Lo scienziato dello sport che ritiene
inutili i lunghi allenamenti
Stuart
Phillips, professore di sport ed attività fisica presso la sLoughborough University
«Da
giovane giocavo a rugby e ad hockey su ghiaccio e correvo con regolarità. Ero
un po’ gasato e ripetevo che un allenamento aveva senso solo se si protraeva
per almeno un’ora ed alla fine eri bagnato di sudore. Oggi penso che allenarsi
per più di un’ora sia una perdita di tempo perché i dati mostrano che sono
ugualmente produttivi dei periodi di intensa attività della durata di 10
minuti. Studio sia i benefici fisici che quelli psicologici dell’attività
fisica ed i benefici in più prodotti da periodi che eccedono l’ora sono
piuttosto marginali».
Lo specialista del sonno che non
prenderebbe sonniferi
Dr
Guy Meadows, specialista del sonno e fondatore della Scuola del Sonno
«I
sonniferi minano la fiducia nella capacità naturale di addormentarsi e possono
produrre dipendenza psico-fisica. Si inizia col pensare che: “se non prendo una
pillola non mi addormenterò”. E così il corpo si aspetta di ricevere un
sedativo.
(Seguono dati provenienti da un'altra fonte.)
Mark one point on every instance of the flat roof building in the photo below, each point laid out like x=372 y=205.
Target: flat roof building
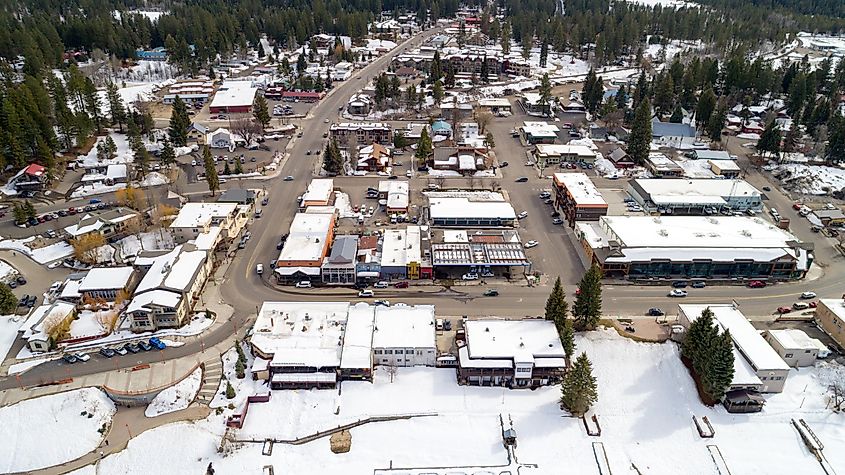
x=756 y=365
x=512 y=353
x=578 y=198
x=470 y=208
x=694 y=196
x=718 y=247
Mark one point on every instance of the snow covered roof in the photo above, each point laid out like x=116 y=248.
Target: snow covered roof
x=193 y=215
x=358 y=337
x=404 y=326
x=469 y=204
x=747 y=339
x=106 y=278
x=301 y=333
x=318 y=191
x=516 y=340
x=581 y=188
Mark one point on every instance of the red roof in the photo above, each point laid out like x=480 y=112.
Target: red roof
x=34 y=169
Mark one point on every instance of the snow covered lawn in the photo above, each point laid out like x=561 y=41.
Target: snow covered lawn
x=50 y=430
x=176 y=397
x=646 y=404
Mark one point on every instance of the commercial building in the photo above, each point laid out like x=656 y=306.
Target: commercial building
x=695 y=196
x=512 y=353
x=169 y=289
x=830 y=316
x=757 y=367
x=577 y=198
x=733 y=247
x=552 y=154
x=233 y=97
x=470 y=208
x=404 y=335
x=793 y=346
x=309 y=239
x=106 y=283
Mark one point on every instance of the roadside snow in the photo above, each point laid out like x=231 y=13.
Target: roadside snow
x=53 y=429
x=176 y=397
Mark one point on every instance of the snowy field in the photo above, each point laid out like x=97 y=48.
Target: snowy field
x=50 y=430
x=176 y=397
x=646 y=404
x=811 y=179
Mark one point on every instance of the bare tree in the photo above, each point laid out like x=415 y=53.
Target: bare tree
x=246 y=127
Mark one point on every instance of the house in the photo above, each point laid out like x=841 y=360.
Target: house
x=339 y=266
x=470 y=208
x=197 y=218
x=155 y=54
x=620 y=158
x=403 y=335
x=169 y=289
x=697 y=247
x=309 y=240
x=113 y=224
x=233 y=97
x=37 y=327
x=757 y=367
x=830 y=316
x=578 y=198
x=374 y=158
x=108 y=283
x=794 y=346
x=510 y=353
x=220 y=138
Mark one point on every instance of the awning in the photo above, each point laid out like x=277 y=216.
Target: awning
x=293 y=270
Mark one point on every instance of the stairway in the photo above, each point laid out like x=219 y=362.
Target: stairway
x=211 y=376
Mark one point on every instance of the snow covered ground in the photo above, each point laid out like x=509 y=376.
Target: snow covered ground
x=646 y=404
x=811 y=179
x=53 y=429
x=176 y=397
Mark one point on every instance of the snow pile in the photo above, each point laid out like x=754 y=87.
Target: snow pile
x=154 y=179
x=811 y=179
x=53 y=429
x=176 y=397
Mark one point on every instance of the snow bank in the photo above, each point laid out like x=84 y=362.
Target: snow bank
x=53 y=429
x=176 y=397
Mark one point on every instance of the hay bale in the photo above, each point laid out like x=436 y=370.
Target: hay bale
x=341 y=442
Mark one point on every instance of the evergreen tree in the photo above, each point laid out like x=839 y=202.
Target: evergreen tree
x=579 y=390
x=424 y=148
x=587 y=307
x=168 y=155
x=639 y=140
x=210 y=171
x=180 y=121
x=261 y=112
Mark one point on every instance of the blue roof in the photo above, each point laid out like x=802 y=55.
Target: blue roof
x=670 y=129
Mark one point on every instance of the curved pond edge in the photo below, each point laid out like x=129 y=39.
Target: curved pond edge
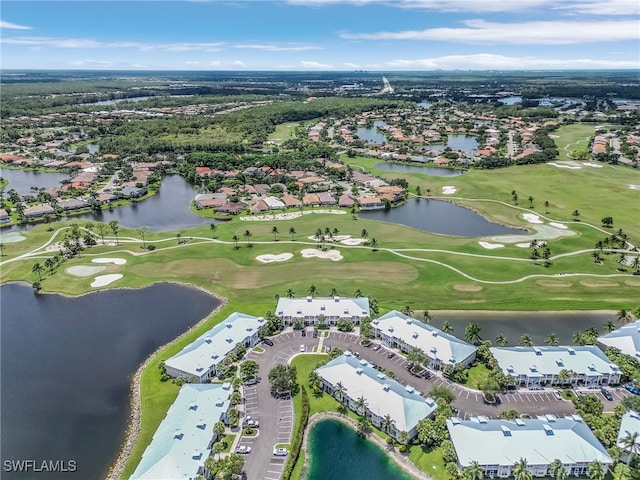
x=135 y=397
x=402 y=461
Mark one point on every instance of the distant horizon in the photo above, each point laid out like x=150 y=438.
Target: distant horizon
x=320 y=35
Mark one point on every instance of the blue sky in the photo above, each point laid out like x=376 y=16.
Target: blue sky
x=377 y=35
E tu corri il rischio di ritrovarti con un’insonnia di rimbalzo
quando ne cessi l’assunzione, il che spiega perché così tante persone siano nei
guai quando vogliono smettere. Gli effetti collaterali includono: capogiri, mal
di testa, perdite della memoria, senso di rimbambimento. Studi recenti mostrano
che i sonniferi forniscono dai 20 ai 30 minuti di sonno in più ma che aumentano
di 4 volte il rischio di morte. Per me questo annulla pesantemente i benefici.
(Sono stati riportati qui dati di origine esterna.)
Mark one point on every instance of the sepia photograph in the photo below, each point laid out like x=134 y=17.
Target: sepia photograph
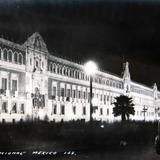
x=80 y=79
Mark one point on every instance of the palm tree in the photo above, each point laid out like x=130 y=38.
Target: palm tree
x=124 y=107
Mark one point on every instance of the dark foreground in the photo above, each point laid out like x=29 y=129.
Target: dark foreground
x=128 y=153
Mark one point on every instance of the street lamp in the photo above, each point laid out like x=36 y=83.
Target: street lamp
x=90 y=68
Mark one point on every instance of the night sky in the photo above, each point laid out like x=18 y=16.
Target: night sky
x=109 y=32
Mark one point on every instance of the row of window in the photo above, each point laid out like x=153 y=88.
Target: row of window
x=70 y=72
x=14 y=108
x=141 y=113
x=9 y=55
x=74 y=110
x=4 y=84
x=79 y=94
x=140 y=91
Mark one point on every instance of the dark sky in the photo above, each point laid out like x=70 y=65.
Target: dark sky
x=110 y=32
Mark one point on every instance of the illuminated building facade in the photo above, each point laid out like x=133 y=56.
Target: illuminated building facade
x=35 y=84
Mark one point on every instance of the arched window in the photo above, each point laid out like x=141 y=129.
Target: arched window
x=50 y=67
x=10 y=55
x=54 y=68
x=37 y=64
x=15 y=57
x=0 y=53
x=5 y=54
x=20 y=59
x=60 y=69
x=107 y=82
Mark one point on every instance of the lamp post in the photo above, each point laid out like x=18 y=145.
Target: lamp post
x=90 y=68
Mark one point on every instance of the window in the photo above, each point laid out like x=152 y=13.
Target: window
x=22 y=108
x=68 y=92
x=101 y=98
x=20 y=59
x=30 y=61
x=104 y=99
x=10 y=56
x=54 y=91
x=101 y=111
x=62 y=110
x=74 y=93
x=107 y=111
x=84 y=110
x=74 y=110
x=55 y=109
x=62 y=92
x=107 y=98
x=14 y=107
x=84 y=95
x=15 y=57
x=4 y=83
x=4 y=107
x=14 y=86
x=0 y=53
x=37 y=64
x=79 y=94
x=5 y=54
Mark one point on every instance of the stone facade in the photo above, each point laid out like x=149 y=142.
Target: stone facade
x=35 y=84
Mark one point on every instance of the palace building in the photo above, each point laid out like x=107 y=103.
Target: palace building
x=35 y=84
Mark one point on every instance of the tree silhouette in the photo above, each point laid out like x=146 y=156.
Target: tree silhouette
x=124 y=107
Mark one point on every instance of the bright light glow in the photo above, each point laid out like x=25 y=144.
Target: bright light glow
x=41 y=113
x=90 y=67
x=94 y=101
x=102 y=126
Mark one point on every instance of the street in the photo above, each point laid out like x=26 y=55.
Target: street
x=128 y=153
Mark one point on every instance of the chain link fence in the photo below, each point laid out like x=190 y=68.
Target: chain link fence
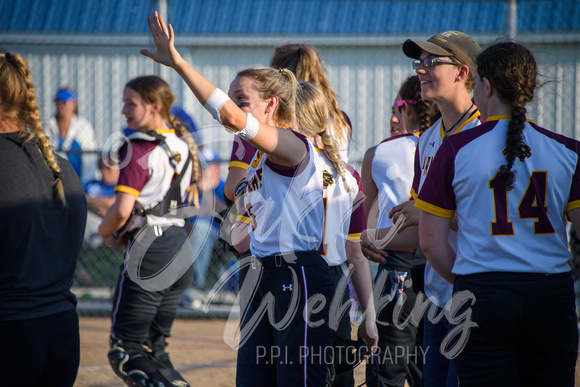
x=364 y=70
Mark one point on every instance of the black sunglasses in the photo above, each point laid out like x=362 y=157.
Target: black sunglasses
x=430 y=62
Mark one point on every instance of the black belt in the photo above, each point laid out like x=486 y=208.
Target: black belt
x=300 y=258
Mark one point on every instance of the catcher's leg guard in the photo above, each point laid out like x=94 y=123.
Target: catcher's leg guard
x=167 y=377
x=134 y=378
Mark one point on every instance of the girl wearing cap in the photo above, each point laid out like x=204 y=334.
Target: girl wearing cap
x=283 y=199
x=412 y=115
x=445 y=65
x=71 y=133
x=510 y=184
x=43 y=213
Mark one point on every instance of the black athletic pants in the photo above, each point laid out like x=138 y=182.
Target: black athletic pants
x=145 y=317
x=278 y=345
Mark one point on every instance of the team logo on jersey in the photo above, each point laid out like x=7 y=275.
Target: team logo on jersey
x=327 y=179
x=525 y=152
x=257 y=159
x=175 y=157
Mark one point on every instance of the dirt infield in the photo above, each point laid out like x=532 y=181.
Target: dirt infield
x=197 y=349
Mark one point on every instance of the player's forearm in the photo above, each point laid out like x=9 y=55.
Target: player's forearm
x=403 y=240
x=433 y=235
x=361 y=278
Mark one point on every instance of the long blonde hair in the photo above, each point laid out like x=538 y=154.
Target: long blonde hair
x=303 y=60
x=19 y=107
x=312 y=114
x=152 y=89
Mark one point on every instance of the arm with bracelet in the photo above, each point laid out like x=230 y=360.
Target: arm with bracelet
x=268 y=139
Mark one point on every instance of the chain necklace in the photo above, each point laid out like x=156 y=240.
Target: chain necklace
x=447 y=131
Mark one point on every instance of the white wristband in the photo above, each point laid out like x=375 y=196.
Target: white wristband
x=215 y=103
x=251 y=129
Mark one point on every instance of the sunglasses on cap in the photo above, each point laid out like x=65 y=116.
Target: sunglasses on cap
x=402 y=102
x=430 y=62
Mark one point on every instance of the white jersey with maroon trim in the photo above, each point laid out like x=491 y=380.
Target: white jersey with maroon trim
x=437 y=289
x=344 y=212
x=284 y=205
x=520 y=230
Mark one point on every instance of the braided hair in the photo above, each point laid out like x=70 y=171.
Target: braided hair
x=279 y=83
x=312 y=116
x=425 y=112
x=512 y=70
x=303 y=60
x=152 y=89
x=19 y=107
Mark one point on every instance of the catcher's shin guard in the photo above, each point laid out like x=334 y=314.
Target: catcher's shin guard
x=134 y=378
x=143 y=371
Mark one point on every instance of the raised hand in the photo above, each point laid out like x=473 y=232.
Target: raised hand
x=164 y=40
Inoltre non è un sonno né naturale né di ristoro e questo perché altera
l’“architettura del sonno” limitandone la profondità ed interferendo con il
sonno REM, necessari per sentirci riposati al risveglio. In alcuni casi, come
quando la carenza di sonno è la seria conseguenza di gravi traumi, sono i
sonniferi a dare la possibilità di questo recupero fondamentale. Ma non è la condizione
nella quale si ritrova la gran maggioranza della gente».
Il chirurgo che consiglia di evitare
le punture di steroidi nei piedi
Andy
Goldberg, chirurgo ortopedico presso il Wellington Hospital di Londra
«I
dolori ai piedi od ai calcagni sono il principale motivo per una visita
ortopedica. Un trattamento usato spesso per ridurre le infiammazioni consiste
nelle iniezioni di steroidi ed è l’incubo della mia vita professionale. Se
l’iniezione finisce dentro o vicino ad un tendine ne può causare la rottura ed
al danneggiamento del piede. Se gli steroidi finiscono nel posto sbagliato,
possono danneggiare il “tappetino adiposo” sotto al calcagno, che normalmente
assorbe i colpi durante il corre od il saltare. Se questo “tappetino” è
danneggiato, il paziente si ritrova a camminare sulle proprie ossa senza una protezione:
fa un male cane e non esiste cura. Ci sono ovviamente casi nei quali gli
steroidi aiutano: per esempio per trattare le articolazioni infiammate
nell’artrite; ma procederei solo sotto la guida degli ultrasuoni usati da un
radiologo esperto. Nella maggior parte dei dolori al piede ed al calcagno si
può dare aiuto con lostretching, col cambiare calzature o col riposo. Gli
steroidi dovrebbero essere solo l’ultima risorsa».